The federal courts have dealt the NLRB’s notice posting rule another setback. In a ruling Tuesday, the court of appeals in Washington, D.C., the same court that earlier this year held President Obama’s recess appointments to the NLRB unconstitutional, vacated the NLRB’s notice posting rule. The court concluded that the rule violated an employer’s right to freedom of speech.

For those readers who may have forgotten what the controversy is about, a brief refresher. In 2011, just before former Chairman Liebman’s (D) term was to expire, the NLRB approved, by a vote of 3-1, a rule that required employers covered by the NLRA to post a notice in the workplace advising employees of various rights. Never before in the history of the NLRB has such a notice been required, and no provision of the NLRA explicitly requires a notice posting. 


The final rule enforced the notice posting requirement using three different remedies. First, it declared that an employer’s failure to post the notice would be an unfair labor practice. Second, it provided that the failure to post the notice could be used as evidence of an employer’s anti-union motivation. Finally, it purported to suspend the running of the applicable statute of limitations for filing an unfair labor practice charge for the period of time during which the notice was not posted. 


District courts in Washington, D.C. and South Carolina came to differing conclusions on the validity of the rule.


The court of appeals, in a unanimous 3-0 decision (pdf), found the NLRB’s notice posting rule violated an employer’s right to freedom of speech. The NLRA contains a provision, known as Section 8(c), that guarantees the right to express and disseminate views, arguments and opinions about unions so long as such expression contains no threat of reprisal or force, or promise of any benefit.


Relying upon Supreme Court precedent interpreting the First Amendment, the court held that the first two remedies in the NLRB’s regulation violated Section 8(c). Although this section “precludes the [NLRB] from finding noncoercive speech to be an unfair labor practice, or evidence of an unfair labor practice, the [NLRB’s] rule does both.” The notice posting rule required the employer to speak on the issue of unions, and purported to control the content of that message, under the threat of an unfair labor practice charge, in contravention of the right to freedom of speech contained in the NLRA.

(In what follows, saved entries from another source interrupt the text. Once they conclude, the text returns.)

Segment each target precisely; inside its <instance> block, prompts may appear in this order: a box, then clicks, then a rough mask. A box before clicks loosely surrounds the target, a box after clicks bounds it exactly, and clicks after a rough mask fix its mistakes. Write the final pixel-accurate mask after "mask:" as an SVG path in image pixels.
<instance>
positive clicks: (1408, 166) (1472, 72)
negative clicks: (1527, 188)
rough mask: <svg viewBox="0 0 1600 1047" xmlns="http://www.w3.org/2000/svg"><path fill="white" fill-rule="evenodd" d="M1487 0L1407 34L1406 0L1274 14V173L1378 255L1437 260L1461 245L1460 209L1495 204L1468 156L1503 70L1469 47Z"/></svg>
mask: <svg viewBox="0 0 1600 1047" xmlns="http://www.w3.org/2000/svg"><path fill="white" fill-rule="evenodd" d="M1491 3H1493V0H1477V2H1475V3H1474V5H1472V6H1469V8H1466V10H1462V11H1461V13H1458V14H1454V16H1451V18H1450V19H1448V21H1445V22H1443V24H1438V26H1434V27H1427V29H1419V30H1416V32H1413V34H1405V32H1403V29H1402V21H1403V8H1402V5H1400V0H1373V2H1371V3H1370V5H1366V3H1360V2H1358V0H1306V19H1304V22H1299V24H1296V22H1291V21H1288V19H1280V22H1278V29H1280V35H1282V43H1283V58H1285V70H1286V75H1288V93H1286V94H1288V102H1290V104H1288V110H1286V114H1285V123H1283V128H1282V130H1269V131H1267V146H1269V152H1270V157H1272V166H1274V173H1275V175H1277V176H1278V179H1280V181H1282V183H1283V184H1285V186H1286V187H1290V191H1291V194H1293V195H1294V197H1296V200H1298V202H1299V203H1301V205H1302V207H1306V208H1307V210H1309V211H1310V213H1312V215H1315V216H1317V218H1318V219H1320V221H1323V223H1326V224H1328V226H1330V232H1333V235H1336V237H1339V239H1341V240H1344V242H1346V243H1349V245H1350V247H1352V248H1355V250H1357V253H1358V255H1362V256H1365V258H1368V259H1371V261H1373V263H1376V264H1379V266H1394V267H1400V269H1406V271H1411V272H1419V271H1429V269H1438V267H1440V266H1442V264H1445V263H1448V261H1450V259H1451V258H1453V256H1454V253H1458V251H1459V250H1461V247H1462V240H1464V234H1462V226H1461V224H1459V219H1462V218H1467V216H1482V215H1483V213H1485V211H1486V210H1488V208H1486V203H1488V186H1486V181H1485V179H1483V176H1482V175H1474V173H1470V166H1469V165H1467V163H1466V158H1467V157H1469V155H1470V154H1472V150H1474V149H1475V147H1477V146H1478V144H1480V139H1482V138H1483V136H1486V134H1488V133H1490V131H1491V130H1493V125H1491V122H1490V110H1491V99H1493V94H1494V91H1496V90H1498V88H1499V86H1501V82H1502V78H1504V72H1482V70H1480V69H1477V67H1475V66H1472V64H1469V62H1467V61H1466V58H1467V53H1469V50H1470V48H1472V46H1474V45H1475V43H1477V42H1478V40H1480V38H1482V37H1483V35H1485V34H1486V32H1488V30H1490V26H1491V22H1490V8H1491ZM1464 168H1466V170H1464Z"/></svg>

The court found that the third remedy for failing to post the notice was also invalid. Tolling of the statute of limitations was not permissible because the NLRB failed to demonstrate that Congress intended such an exception when it adopted the NLRA over 60 years ago. Because all three enforcement tools were invalid, and because the notice requirement could not be separated from these remedies, the entire notice requirement was struck down.


Two of the three judges on the court would have gone even further. In a concurring opinion, these judges explained that the rule was invalid because the NLRB had no statutory authority to issue it.


In an interesting side note, the court also held that the recess appointment of former Member Becker (D), which has since expired, was not permissible under Noel Canning. But, there were still three, Senate-confirmed appointees who voted on the final rule, a majority of those members voted in favor, and all three of them were serving under valid appointments at the time the final rule was filed. Thus, the regulation did not fail for lack of a valid quorum on the NLRB.


For the labor professional, three significant items should be noted:

  • Since the litigation surrounding the rule began, the NLRB has declined to enforce the rule pending conclusion of that litigation. Given the court’s holding that the rule was “vacated,” it would be quite surprising if this position changed. At the time of this post, however, the NLRB has not formally announced its reaction to the ruling.
  • No court has sustained all parts of the NLRB’s rule. The rule has either been invalidated in its entirety, as the Washington, D.C. court of appeals and the district court in South Carolina did, or some of the enforcement provisions have been invalidated, like the district court in Washington, D.C. did. Thus, the rule doesn’t have a good track record so far.
  • The decision in the South Carolina case is still on appeal to a different court of appeals. Assuming the NLRB continues to fight for its rule, this ruling should come later this year.  If that ruling comes out differently, the likelihood increases that the Supreme Court will ultimately decide this issue.